The honest debater can give a whole bunch of RGB pixel values, which even if it doesn’t conclusively establish a lie will make the truth telling strategy have a higher winning probability, which would be enough to make both debaters converge to telling the truth during training.
One thing that I find myself optimizing for is compression (which seems like a legitimate reason for the actual AI debates to talk about subjective impressions as opposed to objective measurements). It seems to me like if the debaters both just provide the judge with the whole image using natural language, then the honest debater is sure to win (both of them provide the judge with an image, both of them tell the judge one pixel to check from the other person, the honest debater correctly identifies a fake pixel and is immune to a similar attack from the dishonest debater). But this only makes sense if talk with the debaters is cheap, and external validation is expensive, which is not the case in the real use cases, where the judge’s time evaluating arguments is expensive (or the debaters have more subject matter expertise than the judge, such that just giving the judge raw pixel values is not enough for the judge to correctly classify the image).
Not sure I understand the part about uncertainty.
Most of my discussion is about the cat vs. dog debate game with humans, where it’s assumed that the two debaters both know what the ground truth is (and the judge could verify it, given the image). But perhaps it is difficult for the debaters to discern the actual ground truth, and there is an honest disagreement—that is, both debaters agree on every pixel value, but think those pixel values add up to different classifications. (The ambiguous cat-dog drawing is such an example for the image classification problem, and one can imagine different classifiers that classify such a drawing differently. Or, with regular images, different classifiers may make different random errors due to incomplete training.) Such honest disagreement is what I mean by ‘uncertainty.’ Ideally, in such a system, the debate will quickly focus the judge’s attention on the core crux and allow them to quickly settle the issue (or determine that it isn’t possible to settle with the information available).
(In the case of advanced intelligence, consider the case where the AI system is proposing a drug for human consumption, where some of its models of human preferences and physiology think that the drug would be net good, and other models think it would be net bad. It seems like a debate-style model would be good at exposing the core disagreements to human supervisors, but that it is highly unlikely that those disagreements could be resolved by the equivalent of checking a single pixel.)
But perhaps it is difficult for the debaters to discern the actual ground truth
I think in those cases the debaters are supposed give probabilistic answers and support them with probabilistic arguments. The paper talks about this a bit but not enough to give me a good idea of what those kinds of debates would actually look like (which was one of my complaints about the paper).

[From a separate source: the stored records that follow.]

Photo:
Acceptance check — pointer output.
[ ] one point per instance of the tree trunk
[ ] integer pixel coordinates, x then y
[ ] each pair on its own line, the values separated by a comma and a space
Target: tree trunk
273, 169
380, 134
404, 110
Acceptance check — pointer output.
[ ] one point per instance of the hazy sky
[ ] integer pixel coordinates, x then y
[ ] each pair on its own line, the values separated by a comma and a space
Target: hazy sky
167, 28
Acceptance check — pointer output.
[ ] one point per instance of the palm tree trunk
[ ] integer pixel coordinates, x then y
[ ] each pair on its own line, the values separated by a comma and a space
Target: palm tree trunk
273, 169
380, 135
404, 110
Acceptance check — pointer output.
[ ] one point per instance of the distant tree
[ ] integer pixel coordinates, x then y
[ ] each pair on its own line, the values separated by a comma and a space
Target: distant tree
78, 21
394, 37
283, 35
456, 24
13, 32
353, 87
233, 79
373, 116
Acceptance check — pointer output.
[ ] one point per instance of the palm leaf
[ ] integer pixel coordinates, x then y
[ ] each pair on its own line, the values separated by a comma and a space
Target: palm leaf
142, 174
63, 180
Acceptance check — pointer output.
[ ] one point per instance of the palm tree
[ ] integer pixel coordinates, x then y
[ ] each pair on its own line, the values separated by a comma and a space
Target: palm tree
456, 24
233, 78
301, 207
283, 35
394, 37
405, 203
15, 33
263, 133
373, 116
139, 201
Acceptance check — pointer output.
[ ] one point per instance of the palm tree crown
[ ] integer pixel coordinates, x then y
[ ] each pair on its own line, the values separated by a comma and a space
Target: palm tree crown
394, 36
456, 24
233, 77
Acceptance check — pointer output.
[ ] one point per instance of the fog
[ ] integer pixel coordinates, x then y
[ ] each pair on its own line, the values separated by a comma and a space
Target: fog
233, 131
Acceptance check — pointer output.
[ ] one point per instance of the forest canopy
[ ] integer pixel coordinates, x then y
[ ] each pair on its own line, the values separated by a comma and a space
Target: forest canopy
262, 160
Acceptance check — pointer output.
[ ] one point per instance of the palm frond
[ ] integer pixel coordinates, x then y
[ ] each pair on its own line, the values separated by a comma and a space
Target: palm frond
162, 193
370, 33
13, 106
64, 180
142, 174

One thing that I find myself optimizing for is compression (which seems like a legitimate reason for the actual AI debates to talk about subjective impressions as opposed to objective measurements). It seems to me like if the debaters both just provide the judge with the whole image using natural language, then the honest debater is sure to win (both of them provide the judge with an image, both of them tell the judge one pixel to check from the other person, the honest debater correctly identifies a fake pixel and is immune to a similar attack from the dishonest debater). But this only makes sense if talk with the debaters is cheap, and external validation is expensive, which is not the case in the real use cases, where the judge’s time evaluating arguments is expensive (or the debaters have more subject matter expertise than the judge, such that just giving the judge raw pixel values is not enough for the judge to correctly classify the image).

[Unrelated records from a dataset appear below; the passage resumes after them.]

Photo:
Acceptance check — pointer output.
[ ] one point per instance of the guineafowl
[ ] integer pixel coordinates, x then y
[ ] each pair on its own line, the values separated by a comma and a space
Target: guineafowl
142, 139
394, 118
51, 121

Most of my discussion is about the cat vs. dog debate game with humans, where it’s assumed that the two debaters both know what the ground truth is (and the judge could verify it, given the image). But perhaps it is difficult for the debaters to discern the actual ground truth, and there is an honest disagreement—that is, both debaters agree on every pixel value, but think those pixel values add up to different classifications. (The ambiguous cat-dog drawing is such an example for the image classification problem, and one can imagine different classifiers that classify such a drawing differently. Or, with regular images, different classifiers may make different random errors due to incomplete training.) Such honest disagreement is what I mean by ‘uncertainty.’ Ideally, in such a system, the debate will quickly focus the judge’s attention on the core crux and allow them to quickly settle the issue (or determine that it isn’t possible to settle with the information available).
(In the case of advanced intelligence, consider the case where the AI system is proposing a drug for human consumption, where some of its models of human preferences and physiology think that the drug would be net good, and other models think it would be net bad. It seems like a debate-style model would be good at exposing the core disagreements to human supervisors, but that it is highly unlikely that those disagreements could be resolved by the equivalent of checking a single pixel.)
I think in those cases the debaters are supposed give probabilistic answers and support them with probabilistic arguments. The paper talks about this a bit but not enough to give me a good idea of what those kinds of debates would actually look like (which was one of my complaints about the paper).